Jobs for experience can also be unpaid in exchange for portfolio pictures, credits, expenses and of course gaining experience.
It can be extremely difficult to get a break in the beginning of your career so you will need to have patience and perseverance as it can take years to get a break into the genre you wish to be involved in. You may end up working in a field of make-up that is not your first choice but take every job you can as you never know who you might meet and where it might lead!
Opportunities and Progression
A make-up artist has many options to further their career within the industry. These include becoming a designer, which will involve you creating the look of the make-up and hair for all the artists based on the productions requirements, recruiting a team to assist you from senior make-up artists to assistants and responsibility for using the budget designated to you for purchasing the relevant make up kit for your team.
In some areas of the business this is also known as head of department.

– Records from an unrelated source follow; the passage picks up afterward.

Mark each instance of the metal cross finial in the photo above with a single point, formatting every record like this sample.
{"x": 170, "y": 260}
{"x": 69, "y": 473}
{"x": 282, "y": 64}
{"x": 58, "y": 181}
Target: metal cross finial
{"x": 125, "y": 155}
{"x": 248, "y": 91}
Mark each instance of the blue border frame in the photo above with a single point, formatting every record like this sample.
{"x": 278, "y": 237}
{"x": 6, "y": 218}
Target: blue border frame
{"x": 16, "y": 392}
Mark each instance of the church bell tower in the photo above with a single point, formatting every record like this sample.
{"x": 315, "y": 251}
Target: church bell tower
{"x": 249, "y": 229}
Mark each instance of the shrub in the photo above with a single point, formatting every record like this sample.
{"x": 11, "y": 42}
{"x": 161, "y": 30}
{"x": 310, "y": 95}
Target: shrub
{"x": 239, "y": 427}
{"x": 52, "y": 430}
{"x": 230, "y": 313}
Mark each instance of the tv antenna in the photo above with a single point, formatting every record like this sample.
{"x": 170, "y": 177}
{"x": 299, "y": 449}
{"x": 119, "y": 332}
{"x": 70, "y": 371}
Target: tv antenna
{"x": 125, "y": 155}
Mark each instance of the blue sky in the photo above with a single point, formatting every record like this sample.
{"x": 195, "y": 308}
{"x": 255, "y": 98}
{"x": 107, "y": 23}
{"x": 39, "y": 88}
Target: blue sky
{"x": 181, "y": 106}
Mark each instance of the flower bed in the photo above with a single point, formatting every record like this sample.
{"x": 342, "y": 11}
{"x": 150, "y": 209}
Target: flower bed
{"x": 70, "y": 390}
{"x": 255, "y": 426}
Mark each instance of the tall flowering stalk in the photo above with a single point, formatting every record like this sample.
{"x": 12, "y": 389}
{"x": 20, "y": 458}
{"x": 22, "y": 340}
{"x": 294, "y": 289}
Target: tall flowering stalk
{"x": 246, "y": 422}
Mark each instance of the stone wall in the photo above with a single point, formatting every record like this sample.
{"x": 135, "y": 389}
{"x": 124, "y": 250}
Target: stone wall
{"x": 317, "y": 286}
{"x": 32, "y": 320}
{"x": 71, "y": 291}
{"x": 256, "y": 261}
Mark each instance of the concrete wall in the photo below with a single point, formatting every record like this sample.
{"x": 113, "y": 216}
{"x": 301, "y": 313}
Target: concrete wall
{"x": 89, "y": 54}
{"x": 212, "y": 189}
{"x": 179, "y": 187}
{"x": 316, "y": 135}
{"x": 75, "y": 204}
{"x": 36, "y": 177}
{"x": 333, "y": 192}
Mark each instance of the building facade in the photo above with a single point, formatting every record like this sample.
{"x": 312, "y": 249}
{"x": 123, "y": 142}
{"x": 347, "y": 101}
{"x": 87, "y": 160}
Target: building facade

This role can also involve managing, coaching and directing a team of make –up artists.
Training and teaching is also something to consider once you have gained many years’ experience. This can include working in colleges or make up schools to share your knowledge and expertise in various areas of the industry and be involved in training the next generation of make-up artists.
Potential Salary and Benefits
Work is varied and therefore so can pay be!
Starting pay can be from £50-£100 a day for a newly qualified make-up artist.
An experienced make-up artist for film or TV can expect in the region of £250-£400 per day, fashion around the same, commercials are highly paid and a day rate can be in excess of £500 + a day.